Due to their high-fat ratio, cashew, macadamia and pine nuts make absolutely tantalizing cheeses and creams.
Harder nuts like walnuts, pecans and almonds make excellent pates, which can be eaten as-is stuffed into a bell pepper or wrap, or also dehydrated into loafs or little pieces that can replace ground meat in traditional cooked dishes like spaghetti sauce.
Walnuts, pecans and almonds are most traditionally used to make piecrusts and crumble toppings, while cashews, macadamia nuts are often sweetened and blended as the creamy pie filling.
Just about any nut can be used to make a rich and creamy nut-milk, although brazil and almond nut milk is an all-time favourite among many raw foodists.
It is important to select nuts of high quality that have not been broken down into pieces (which increases oxidation). Ensure that almonds are truly raw; due to pasteurization laws in North America, the only true raw almonds travel from Europe.
When raw-cooking with nuts, it is best to soak nuts when possible, since all nuts (except brazil nuts and hazelnuts) have high levels of enzyme inhibitors on their exteriors.
Since seamless digestion is a high priority on a raw food diet, soaking nuts releases the bitter enzyme inhibitor, which makes it easier for the body to digest. Soaking nuts also makes the nut softer and easier to work with.
While overnight soaking suffices for all nuts, softer nuts like cashews, macadamia nuts and pine nuts don’t need to be soaked more than two to three hours (although it is fine if they are soaked longer).
Always rinse your nuts well after soaking and store in water in the fridge if not being used immediately (being sure to change the water daily). For recipes that call for dried nuts, some raw foodists like to soak and then dehydrate their nuts for 24-48 hours (below 115°) to ensure the nut remains a “living” food (although some raw foodists forgo this step as it can be labour intensive!). Enjoy the nut-based raw recipes below:
Herbed Cashew Cheese
This cheese makes an excellent topping for raw flax crackers or as a spread in wraps. Feel free to experiment using your favourite garden herbs.
2 cups cashews, soaked 2 hours, rinsed and drained
1-1¼ cups filtered water
¼ tsp. probiotic powder
½ Tbsp. fresh parsley, chopped
1 tsp. fresh dill, chopped
1 tsp. green onion, chopped
half clove garlic, pureed
Blend the cashews, water and probiotic powder until smooth, adding more water as necessary.
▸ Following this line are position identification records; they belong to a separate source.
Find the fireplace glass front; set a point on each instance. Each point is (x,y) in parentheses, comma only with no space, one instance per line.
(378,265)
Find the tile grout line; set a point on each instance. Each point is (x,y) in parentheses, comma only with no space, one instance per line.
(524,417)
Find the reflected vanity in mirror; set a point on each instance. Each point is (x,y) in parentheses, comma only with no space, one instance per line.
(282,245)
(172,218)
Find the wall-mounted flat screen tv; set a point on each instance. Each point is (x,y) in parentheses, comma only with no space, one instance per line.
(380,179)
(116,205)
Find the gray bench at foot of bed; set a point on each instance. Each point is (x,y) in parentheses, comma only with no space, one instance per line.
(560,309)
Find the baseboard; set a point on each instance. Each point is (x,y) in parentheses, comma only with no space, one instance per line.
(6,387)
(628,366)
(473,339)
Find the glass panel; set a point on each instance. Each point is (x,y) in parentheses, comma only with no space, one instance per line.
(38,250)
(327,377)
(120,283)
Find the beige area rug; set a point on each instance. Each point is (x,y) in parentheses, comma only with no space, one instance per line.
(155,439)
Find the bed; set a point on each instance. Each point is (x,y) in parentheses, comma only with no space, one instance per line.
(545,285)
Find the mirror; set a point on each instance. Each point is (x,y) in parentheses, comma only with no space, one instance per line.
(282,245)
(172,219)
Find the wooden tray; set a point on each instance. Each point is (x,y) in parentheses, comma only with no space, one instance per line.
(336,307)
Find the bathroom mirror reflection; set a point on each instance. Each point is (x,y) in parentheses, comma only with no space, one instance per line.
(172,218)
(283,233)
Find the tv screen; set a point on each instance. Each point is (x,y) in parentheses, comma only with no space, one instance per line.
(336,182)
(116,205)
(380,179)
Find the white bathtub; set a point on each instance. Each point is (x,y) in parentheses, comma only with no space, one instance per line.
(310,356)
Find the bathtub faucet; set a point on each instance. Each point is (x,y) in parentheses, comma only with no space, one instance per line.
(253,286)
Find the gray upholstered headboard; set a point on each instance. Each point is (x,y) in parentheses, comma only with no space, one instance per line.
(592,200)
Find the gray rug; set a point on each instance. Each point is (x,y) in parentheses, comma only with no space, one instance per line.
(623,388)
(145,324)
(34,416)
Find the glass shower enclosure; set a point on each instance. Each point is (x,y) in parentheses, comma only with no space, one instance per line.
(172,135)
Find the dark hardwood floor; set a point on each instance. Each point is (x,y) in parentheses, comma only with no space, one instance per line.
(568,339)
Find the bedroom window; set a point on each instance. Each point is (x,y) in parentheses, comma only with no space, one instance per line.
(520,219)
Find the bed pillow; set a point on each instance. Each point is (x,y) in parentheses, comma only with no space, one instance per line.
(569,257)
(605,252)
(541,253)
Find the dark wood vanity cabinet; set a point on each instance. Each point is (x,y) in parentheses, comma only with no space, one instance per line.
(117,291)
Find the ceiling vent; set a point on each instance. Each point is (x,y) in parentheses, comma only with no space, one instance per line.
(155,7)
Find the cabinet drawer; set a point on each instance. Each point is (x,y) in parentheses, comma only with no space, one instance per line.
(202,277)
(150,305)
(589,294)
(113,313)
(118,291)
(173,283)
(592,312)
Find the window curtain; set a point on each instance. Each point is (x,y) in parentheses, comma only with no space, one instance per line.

Place cheese in a pint-sized container and let sit in a warm location to ferment for 8-12 hours (less time is needed if in a warmer climate).
In a bowl, mix in the chopped parsley, dill, green onion and pureed garlic with the cashew mixture with a spatula. Place into a round pan, sealing the top with plastic wrap and let cool in the refrigerator for 12 hours. This keeps for up to one week sealed in the fridge.
Chocolate Cherry Brownies
This cake is gooey and sweet. Carob powder makes it a bit sweeter, while cacao adds a bitter-sweetness to it. Those avoiding caffeine should consider carob powder instead of cacao.
1 cup walnuts, ¼ quarter extra roughly chopped
1 cup pecans
¾ cup Thompson raisins, unsoaked
6 Tbsp. carob or cocoa powder
¼ cup dried cherries, soaked 20 mins and chopped
1 tsp. cherry extract
3 Tbsp. water
Process one cup of walnuts in a food processor into a course meal. Add the pecans and process again, being sure not to over process the pecans. Add raisins and process quickly to break them up.
Add the carob or cacao powder, the cherry extract; process just until incorporated. Place mixture into a bowl and add water, cherries and additional chopped walnuts and mix well by hand. Pack firmly and place in the fridge for 30 minutes before serving. This cake keeps for a week in the fridge or for a few months in the freezer.